When it comes to internet access for example, we have to provide all the services through the internet and these have to be done with the right kind of controls. We have to provide the best service to the right person while at the same time keeping all these services secure," points out Ribeiro.

He continues: "This is done as I said using a risk based approach where we see what is the risk of having these services and what kind of controls we should put in place to have that service up and running.

This is done across several areas. So we have risk management processes and we do have priority projects in terms of implementation of controls for the whole year. And this is basically how we do it."

The bank works on risk management as a continuous process. It has various processes and different technologies deployed just for this.

When any solution is found to be necessary, keeping business needs in mind, or when a new technology is implemented, the bank's security staff always check on controls that are necessary, and that should be present from the first day of the project.

What's more, they check that the relevant controls are being properly implemented. The security team also checks on technical standards and compliance with the same.

In this fashion, the bank has controls in place for the different technology streams in use within the organisation including servers, databases and so on.
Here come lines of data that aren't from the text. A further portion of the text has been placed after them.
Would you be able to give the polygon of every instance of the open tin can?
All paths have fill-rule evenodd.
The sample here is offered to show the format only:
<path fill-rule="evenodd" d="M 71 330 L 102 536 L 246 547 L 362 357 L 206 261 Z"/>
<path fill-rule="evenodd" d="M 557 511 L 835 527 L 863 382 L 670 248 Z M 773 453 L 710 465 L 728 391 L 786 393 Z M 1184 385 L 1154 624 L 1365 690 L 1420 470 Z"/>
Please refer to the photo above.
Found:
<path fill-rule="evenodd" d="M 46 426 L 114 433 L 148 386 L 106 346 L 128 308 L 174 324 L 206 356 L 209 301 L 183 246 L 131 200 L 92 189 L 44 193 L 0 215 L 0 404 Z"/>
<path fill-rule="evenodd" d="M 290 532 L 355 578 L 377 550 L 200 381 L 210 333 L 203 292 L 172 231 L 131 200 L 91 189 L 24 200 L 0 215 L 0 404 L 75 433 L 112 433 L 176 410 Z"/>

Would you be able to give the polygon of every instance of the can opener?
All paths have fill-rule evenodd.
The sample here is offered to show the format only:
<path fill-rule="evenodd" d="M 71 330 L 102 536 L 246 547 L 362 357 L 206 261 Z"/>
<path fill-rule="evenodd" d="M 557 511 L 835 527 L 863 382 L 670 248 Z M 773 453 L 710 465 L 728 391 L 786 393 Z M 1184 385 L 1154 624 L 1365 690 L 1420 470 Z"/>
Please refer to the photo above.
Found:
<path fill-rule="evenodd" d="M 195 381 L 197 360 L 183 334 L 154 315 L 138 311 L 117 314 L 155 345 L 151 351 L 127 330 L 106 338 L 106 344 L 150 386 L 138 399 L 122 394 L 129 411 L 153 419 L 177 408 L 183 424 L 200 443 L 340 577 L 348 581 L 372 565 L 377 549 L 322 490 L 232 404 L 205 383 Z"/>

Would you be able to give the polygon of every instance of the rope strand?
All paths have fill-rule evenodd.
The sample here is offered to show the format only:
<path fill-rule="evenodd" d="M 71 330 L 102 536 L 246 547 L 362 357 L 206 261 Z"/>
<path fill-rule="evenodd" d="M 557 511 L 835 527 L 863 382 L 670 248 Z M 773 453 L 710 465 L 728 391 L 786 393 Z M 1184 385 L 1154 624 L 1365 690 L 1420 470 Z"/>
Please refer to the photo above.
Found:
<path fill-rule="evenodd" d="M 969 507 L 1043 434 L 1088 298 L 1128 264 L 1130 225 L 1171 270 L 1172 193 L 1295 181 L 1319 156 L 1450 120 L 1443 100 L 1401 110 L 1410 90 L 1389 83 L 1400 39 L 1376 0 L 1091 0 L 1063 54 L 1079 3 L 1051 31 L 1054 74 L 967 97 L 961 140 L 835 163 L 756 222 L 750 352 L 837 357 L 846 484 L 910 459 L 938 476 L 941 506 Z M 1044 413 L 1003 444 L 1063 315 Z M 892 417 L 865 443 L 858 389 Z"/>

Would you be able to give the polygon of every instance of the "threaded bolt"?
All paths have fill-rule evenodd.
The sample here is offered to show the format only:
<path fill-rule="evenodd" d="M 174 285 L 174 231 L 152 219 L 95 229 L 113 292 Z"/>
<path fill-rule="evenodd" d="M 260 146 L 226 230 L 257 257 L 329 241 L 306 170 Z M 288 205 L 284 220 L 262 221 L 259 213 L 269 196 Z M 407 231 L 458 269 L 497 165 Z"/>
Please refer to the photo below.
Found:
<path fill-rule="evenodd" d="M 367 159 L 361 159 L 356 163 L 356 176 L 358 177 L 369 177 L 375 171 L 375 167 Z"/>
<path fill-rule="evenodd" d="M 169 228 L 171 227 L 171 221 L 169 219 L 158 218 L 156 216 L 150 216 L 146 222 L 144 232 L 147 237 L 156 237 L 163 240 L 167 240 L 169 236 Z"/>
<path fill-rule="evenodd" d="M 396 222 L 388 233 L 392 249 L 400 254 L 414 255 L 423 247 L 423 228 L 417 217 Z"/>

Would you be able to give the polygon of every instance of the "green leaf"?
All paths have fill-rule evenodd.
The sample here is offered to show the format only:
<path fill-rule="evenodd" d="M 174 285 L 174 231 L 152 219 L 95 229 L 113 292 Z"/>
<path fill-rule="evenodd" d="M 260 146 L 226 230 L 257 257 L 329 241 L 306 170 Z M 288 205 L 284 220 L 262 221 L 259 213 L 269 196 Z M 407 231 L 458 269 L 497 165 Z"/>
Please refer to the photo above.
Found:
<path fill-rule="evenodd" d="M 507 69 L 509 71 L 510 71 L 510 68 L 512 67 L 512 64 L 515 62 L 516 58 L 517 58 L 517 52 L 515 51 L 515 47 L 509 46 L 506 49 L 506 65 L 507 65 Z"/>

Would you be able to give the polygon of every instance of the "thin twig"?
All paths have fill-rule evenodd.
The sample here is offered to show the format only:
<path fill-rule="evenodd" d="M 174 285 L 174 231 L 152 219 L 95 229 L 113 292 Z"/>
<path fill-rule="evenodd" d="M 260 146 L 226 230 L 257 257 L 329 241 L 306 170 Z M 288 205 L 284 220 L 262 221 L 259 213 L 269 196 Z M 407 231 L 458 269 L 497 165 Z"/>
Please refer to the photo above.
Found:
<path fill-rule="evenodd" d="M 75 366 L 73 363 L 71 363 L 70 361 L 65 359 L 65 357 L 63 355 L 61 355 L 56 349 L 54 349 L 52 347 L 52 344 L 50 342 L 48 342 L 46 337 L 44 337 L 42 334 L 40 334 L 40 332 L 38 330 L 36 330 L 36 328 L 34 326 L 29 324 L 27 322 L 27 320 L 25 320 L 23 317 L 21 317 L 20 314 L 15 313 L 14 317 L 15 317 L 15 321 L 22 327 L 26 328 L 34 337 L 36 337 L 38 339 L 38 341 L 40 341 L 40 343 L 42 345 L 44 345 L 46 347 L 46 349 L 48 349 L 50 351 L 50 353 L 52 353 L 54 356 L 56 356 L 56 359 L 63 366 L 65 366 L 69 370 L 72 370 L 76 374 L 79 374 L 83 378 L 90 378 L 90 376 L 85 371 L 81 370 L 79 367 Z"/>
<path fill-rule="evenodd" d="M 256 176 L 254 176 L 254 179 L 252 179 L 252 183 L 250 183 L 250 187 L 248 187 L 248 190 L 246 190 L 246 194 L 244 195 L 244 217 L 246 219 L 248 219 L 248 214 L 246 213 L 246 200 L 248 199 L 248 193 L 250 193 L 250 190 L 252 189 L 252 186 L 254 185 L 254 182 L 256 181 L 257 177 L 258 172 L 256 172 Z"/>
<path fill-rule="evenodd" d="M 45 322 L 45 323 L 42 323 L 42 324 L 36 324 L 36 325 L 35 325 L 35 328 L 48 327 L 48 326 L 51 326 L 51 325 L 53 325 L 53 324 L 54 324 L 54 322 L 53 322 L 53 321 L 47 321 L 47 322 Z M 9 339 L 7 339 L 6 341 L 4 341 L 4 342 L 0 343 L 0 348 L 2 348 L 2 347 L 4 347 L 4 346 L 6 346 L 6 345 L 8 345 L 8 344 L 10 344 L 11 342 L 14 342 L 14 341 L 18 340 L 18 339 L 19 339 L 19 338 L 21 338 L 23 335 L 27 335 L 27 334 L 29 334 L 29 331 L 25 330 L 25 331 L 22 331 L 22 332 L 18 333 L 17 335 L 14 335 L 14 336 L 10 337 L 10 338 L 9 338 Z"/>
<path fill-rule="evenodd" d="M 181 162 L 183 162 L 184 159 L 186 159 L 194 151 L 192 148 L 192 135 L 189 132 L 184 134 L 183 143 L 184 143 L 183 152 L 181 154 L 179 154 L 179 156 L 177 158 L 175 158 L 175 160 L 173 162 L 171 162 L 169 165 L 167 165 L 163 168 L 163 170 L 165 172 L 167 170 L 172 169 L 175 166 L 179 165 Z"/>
The IT team, and the security team within it, bring strict procedures to the table when selecting the vendors to work with for various solutions.

"The benefits and the price of the solution are key factors. Another major factor is the local support and presence of the company or the group in the region. We look at similar cases and projects done, experience in the region and also how good their teams are.

We do not consider a company if it has few projects or no experience and no consultants in the region. We try to identify, whenever possible, the solutions that are being globally implemented, especially when it comes to newer solutions.

At the same time, we might find very good solutions but no local support, through partners or even through the vendor's office here. Again, this is a risk based thing.

I mean, we always question ourselves - do we really have to deploy that solution? Do we really need to select that partner or is it just another buzzword that everybody is talking about? Do we really need to implement that particular control or solution?" says Ribeiro.

Safe access

With all these processes to guide them, CBD has been at the forefront of security implementations for sometime now. One example of this is the enterprise single sign-on solution that was implemented by long-term partner, Paramount Computer Systems in 2007.

"The main reason for the solution was to have more control over password and policy management, as well as access to core systems. The average pattern will be the normal user with five to ten different passwords to remember and use on a daily basis.

So there is a network password, with various policies attached to it, and core systems and package systems and other systems. Each and every system would be asking for a password and maybe a change of password every ten days. Each of them will have a different kind of password as well - eight or ten characters long - and so on," says Ribeiro.

"So the complexity of the access required for different systems would require a normal user to remember many passwords and remain compliant to different policies.

And this might possibly cause some problems when it comes to selection and recall of passwords, as well as access to other systems. So you might find people sharing their passwords, you might find people using the same passwords in many different systems and causing at the end of the day a problem for the security of the bank," he adds.

"With enterprise single sign-on, we try to provide one single set of credentials, with which users can have the right access to the system. Of course, these credentials should be very strong, because if you compromise this access, you will be compromising all the other access to all the other relevant systems.

So what we have done is basically implement single sign-on with one time passwords, in the form of time based tokens combined with fingerprint analysis.